- Born: 1863 Bnin, Kórnik
- Died: February 6, 1932 (aged 68–69) Chicago, Illinois

Academic background
- Alma mater: University of Notre Dame Indiana University at Valparaiso

Academic work
- Institutions: St. Thomas College Loyola University Chicago

= Nikodem Piotrowski =

American professor and lawyer

Nikodem L. Piotrowski (1863–6 February 1932) was a Polish-American professor, lawyer and president of the Polish Roman Catholic Union of America (PRCUA).

==Early life and education==
Nikodem was born in 1863 in Bnin to Szymon Piotrowski. During his early life, he studied at local schools and in Berlin. In 1882, he moved to the United States, studying at the University of Notre Dame before graduating from the Indiana University at Valparaiso.

==Career==
===Lawyer and politician===
In 1889, Nikodem was admitted to practice law. He was professor of physics and chemistry at the University of St. Thomas, then known as St. Thomas College, between 1889 and 1890. He also taught law at Loyola University Chicago. He began practicing law in Detroit in 1891, and later moved to Chicago in 1892 and started his own law practice.

Between 1897 and 1902, Nikodem was assistant corporate attorney for the city of Chicago. In 1906, he was nominated by the Democratic Party as a candidate for the position of treasurer of Illinois, losing to John Smulski. He was noted by the National Corporation Register in 1907 as "one of the best known Poles in the city [of Chicago]."

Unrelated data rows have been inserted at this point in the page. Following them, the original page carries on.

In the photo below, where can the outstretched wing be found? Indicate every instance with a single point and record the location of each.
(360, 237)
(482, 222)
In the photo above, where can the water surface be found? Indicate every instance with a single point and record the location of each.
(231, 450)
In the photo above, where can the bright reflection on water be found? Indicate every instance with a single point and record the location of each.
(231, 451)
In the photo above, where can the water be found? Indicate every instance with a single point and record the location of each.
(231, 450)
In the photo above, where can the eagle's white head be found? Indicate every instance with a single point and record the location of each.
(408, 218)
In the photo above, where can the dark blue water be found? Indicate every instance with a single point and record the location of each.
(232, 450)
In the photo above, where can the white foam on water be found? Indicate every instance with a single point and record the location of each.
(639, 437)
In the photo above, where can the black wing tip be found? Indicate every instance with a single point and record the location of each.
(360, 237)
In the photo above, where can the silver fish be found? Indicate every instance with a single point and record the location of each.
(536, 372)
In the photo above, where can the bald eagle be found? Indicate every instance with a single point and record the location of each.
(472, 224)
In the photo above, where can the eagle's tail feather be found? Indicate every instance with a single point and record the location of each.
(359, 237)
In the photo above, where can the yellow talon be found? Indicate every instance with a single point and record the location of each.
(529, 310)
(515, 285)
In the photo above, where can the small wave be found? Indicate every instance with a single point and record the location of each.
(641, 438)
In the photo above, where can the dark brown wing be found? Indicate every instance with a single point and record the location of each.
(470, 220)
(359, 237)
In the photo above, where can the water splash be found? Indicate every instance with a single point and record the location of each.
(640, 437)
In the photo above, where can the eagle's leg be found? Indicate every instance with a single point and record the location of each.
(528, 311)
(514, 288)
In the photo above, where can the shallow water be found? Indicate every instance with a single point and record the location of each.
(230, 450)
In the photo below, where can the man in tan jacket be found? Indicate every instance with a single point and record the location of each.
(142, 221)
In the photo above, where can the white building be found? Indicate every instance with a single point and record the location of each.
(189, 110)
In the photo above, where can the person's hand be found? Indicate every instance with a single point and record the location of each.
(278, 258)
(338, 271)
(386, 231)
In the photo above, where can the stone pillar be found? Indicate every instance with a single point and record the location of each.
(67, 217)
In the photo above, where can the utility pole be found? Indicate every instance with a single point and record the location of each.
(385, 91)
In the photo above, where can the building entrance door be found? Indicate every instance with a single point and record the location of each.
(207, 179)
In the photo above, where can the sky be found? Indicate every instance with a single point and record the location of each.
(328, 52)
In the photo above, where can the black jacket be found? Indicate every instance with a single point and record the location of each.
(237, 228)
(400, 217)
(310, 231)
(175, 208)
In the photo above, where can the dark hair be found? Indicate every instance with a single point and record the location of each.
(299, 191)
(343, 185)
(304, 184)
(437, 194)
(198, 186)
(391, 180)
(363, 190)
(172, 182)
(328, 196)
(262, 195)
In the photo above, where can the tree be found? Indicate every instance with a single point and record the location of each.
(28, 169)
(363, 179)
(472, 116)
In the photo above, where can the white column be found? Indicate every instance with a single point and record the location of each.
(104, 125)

In 1911, Nikodem was appointed attorney for Chicago; he was also appointed legal advisor for the PRCUA the same year. He served in the former position until 1915 when he resigned to become a correspondent for the Chicago Herald in Europe. He also served as treasurer of the Polish National Department, for which he was awarded the High Medal of the Rebuilt Homeland. In 1923, he was awarded the Commander's Cross of the Order of Polonia Restituta.

===PRCUA===
In 1917, Nikodem was elected president of the PRCUA; he was re-elected in 1919. During his term as president, he increased membership fees and implemented a 50-cent one-time tax to cover benefits for those that died in military service; according to Karol Wachtel, the former laid the foundation for further development in the PRCUA.

During his presidency, a daily newspaper, Dziennik Zjednoczenia, was established.

==Death==
Nikodem died on February 6, 1932, at Billings Memorial Hospital in Chicago following a surgery. He was buried in St. Adalbert Cemetery.